# Innova doesn't work what next?



## StormyK9 (May 11, 2009)

MY gsd has been on Innova Large breed puppy and his coat is so shiny and he seems healthy, but he still is getting wet stool. He has been on it for more than a month and I think its time for a change. I have tried to reduce the amount I feed him, but still wet stool. What is the next bad of food that I should get? I don't want to downgrade to another brand. I want to try orijen but it seems way to expensive for him at this age. Is there anything out there that is around the same as Innova? Is Merrick a good dog food? Any advices would be greatly appreciated.


----------



## WiscTiger (Sep 25, 2002)

I have seen this same issue from other user on the board. Hopefully someone will post with what the switched to.


----------



## allieg (Nov 4, 2008)

Have you ruled out medical conditions causing the wet stools?What other foods have you tried?


----------



## allieg (Nov 4, 2008)

He may have a sensitive stomach and having multiple ingredients won't work right now.If you want to stick with Natura products their California Natural is suppose to be good.It is made for allergies and sensitive tummies.I am switching over to it right now so I can't give you a personal opinion just what I have been told.


----------



## Keegan62 (Aug 17, 2008)

Wellness simple solutions comes in just 2 ingredients venison adn duck with rice the other good food is Wellness core


----------



## VomBlack (May 23, 2009)

I have the same issue with my Akita on Innova, my GSD is on Merrick puppy and my GSDx is on Merrick senior, very pleased with it.


----------



## BowWowMeow (May 7, 2007)

What is the meat protein source in the Innova you're feeding? 

Can you get Orijen LB puppy?


----------



## StormyK9 (May 11, 2009)

Thanks for all your inputs everyone. He was eating Ekunaba when I first got my gsd (but that was when I didn't know much about dog food). He was doing fine on it with great stool, but Innova just kept giving him a wet stool. I have thought about Orijen, but I need to check the petstore to see if they have it. Right now I'm looking into Merrick, but I will have to see whats around the store.

Thanks


----------



## allieg (Nov 4, 2008)

If you can get it you might want to try the California naturals by the same company that makes Innova.He might just need more time for his tummy to mature and the limited ingredients would help him have firm poops. Natural Balance has a limited Ingredient selection too.


----------



## mjbgsd (Jun 29, 2004)

You can also try Simply Natural as well.


----------



## Tbarrios333 (May 31, 2009)

Have you been to the vet yet? 
My pup was having runny poo and is on Orijen, so we took her to the vet to find that 'spirochetes' were making her poo runny and Hookworms were making it black. He put her on Flagel, Pro-Pectalin and De-wormed her and she's doing a little better.
But as others have said, could be an intolerance.


----------



## StormyK9 (May 11, 2009)

Yup, she had worms before when he was on eukanuba, but then the vet gave it some pills and his stool was hard again. But once we switched food it just not happening and the vet said he is clear of worms. Today is his next check up and we'll have to see what the vet says from here. 

Thanks


----------



## StarryNite (Jun 2, 2009)

My pup had very wet stool when we first got her and we were feeding her Nutro large breed puppy, it was awful. I researched for days and finally settled on Taste of the Wild prairy formula which is no grain and has good ingredients AND it cost the same! So far she is doing great on it and her stools hardened up pretty quickly, not only that but she loves the taste.

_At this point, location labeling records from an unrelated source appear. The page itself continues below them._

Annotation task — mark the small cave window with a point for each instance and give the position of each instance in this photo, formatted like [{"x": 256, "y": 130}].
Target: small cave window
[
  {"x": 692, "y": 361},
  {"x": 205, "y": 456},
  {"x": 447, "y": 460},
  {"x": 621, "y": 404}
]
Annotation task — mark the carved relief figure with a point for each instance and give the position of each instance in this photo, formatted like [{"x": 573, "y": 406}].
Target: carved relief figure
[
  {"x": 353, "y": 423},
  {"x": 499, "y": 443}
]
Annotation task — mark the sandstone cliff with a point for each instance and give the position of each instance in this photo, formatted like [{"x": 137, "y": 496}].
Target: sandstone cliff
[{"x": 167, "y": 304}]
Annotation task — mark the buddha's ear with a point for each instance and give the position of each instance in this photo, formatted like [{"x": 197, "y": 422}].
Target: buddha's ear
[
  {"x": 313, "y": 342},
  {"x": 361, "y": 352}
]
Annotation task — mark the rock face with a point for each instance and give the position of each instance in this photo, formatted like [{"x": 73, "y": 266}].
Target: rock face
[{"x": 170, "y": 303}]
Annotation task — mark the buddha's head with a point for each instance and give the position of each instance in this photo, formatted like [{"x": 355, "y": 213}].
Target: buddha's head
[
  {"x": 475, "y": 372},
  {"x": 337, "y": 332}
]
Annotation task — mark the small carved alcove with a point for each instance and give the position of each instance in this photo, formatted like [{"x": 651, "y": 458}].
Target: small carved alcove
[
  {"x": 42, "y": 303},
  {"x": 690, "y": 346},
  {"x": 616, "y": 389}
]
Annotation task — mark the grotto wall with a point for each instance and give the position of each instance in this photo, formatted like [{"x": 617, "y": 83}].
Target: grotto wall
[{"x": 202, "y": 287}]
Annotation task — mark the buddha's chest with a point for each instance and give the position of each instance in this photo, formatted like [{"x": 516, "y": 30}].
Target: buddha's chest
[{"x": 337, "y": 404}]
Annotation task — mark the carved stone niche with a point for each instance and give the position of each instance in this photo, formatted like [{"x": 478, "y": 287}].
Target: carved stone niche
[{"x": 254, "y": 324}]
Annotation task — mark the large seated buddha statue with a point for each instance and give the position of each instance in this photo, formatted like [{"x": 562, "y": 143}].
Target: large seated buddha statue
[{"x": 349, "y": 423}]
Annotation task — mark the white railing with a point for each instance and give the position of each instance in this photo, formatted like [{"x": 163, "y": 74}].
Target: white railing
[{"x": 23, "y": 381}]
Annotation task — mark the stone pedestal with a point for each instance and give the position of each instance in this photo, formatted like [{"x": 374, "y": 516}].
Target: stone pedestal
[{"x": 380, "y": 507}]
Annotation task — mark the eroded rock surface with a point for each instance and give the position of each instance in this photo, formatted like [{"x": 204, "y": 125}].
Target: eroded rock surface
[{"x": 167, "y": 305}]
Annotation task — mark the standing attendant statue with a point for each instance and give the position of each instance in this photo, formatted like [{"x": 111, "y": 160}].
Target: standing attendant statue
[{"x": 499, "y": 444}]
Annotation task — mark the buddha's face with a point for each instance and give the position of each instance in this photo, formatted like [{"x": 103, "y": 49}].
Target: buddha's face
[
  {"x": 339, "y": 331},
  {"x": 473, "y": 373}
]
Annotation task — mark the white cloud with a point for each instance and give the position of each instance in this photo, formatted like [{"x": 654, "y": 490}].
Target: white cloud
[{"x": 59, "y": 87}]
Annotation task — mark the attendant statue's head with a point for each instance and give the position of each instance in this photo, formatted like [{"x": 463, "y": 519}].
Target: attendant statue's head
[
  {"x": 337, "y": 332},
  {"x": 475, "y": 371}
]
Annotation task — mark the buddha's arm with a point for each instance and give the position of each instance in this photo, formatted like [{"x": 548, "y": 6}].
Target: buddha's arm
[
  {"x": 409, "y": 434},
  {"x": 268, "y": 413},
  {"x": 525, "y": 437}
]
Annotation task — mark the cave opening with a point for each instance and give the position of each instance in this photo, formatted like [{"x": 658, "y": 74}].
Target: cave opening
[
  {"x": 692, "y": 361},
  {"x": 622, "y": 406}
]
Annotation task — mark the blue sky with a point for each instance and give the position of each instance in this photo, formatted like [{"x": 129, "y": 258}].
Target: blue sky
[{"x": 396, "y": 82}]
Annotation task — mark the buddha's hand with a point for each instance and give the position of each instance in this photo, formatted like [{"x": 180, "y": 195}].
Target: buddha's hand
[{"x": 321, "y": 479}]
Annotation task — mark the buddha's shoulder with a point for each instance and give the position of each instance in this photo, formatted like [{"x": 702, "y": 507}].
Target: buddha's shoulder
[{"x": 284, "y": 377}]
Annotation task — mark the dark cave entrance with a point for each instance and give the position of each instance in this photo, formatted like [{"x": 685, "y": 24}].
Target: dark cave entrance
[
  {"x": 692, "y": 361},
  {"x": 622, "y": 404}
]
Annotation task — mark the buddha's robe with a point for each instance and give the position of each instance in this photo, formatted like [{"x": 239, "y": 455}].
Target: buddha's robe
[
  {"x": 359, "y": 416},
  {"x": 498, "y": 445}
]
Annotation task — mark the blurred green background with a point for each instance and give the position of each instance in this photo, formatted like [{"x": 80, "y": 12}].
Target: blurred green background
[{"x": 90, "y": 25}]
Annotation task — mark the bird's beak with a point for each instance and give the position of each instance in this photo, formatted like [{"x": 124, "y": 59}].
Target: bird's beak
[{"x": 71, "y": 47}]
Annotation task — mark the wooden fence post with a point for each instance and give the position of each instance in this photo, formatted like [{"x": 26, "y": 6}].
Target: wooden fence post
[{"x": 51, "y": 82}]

We used to have to mix canned with the nutro because she didn't like it. go to http://www.dogfoodanalysis.com that site shows a lot of good info on the diff foods.


----------



## lylol (Feb 18, 2009)

I have been pleased with Taste of the Wild and Wellness


----------



## Jessica H (Mar 14, 2009)

This was an on going battle for me and Dozer for about 6 months. He never had a solid poop.

I ended up switching to FROMM Whitefish & Potato and solid poops from the day he started. I was at my friend's house which is on an island and there were not many places nearby, I didn't plan on staying but last minute decided to so I ran to the local store and all they had was Merrick. So that's what I gave him, he had diarrhea until the next night that I gave him FROMM again.

I also gave him Slippery Elm Bark between meals to soothe his belly, seemed to work perfect FINALLY!!!!


----------



## goatdude (Mar 3, 2009)

TOTW worked good (firm stools and liked taste). Now Ruby is on half raw and half meat based kibble. Since changing to the raw/kibble diet stools are very dry and firm with a reduced stool volume. My only concern feeding a raw diet though is what to do when boarding the dog. Otherwise, I'd just feed raw and be done with it.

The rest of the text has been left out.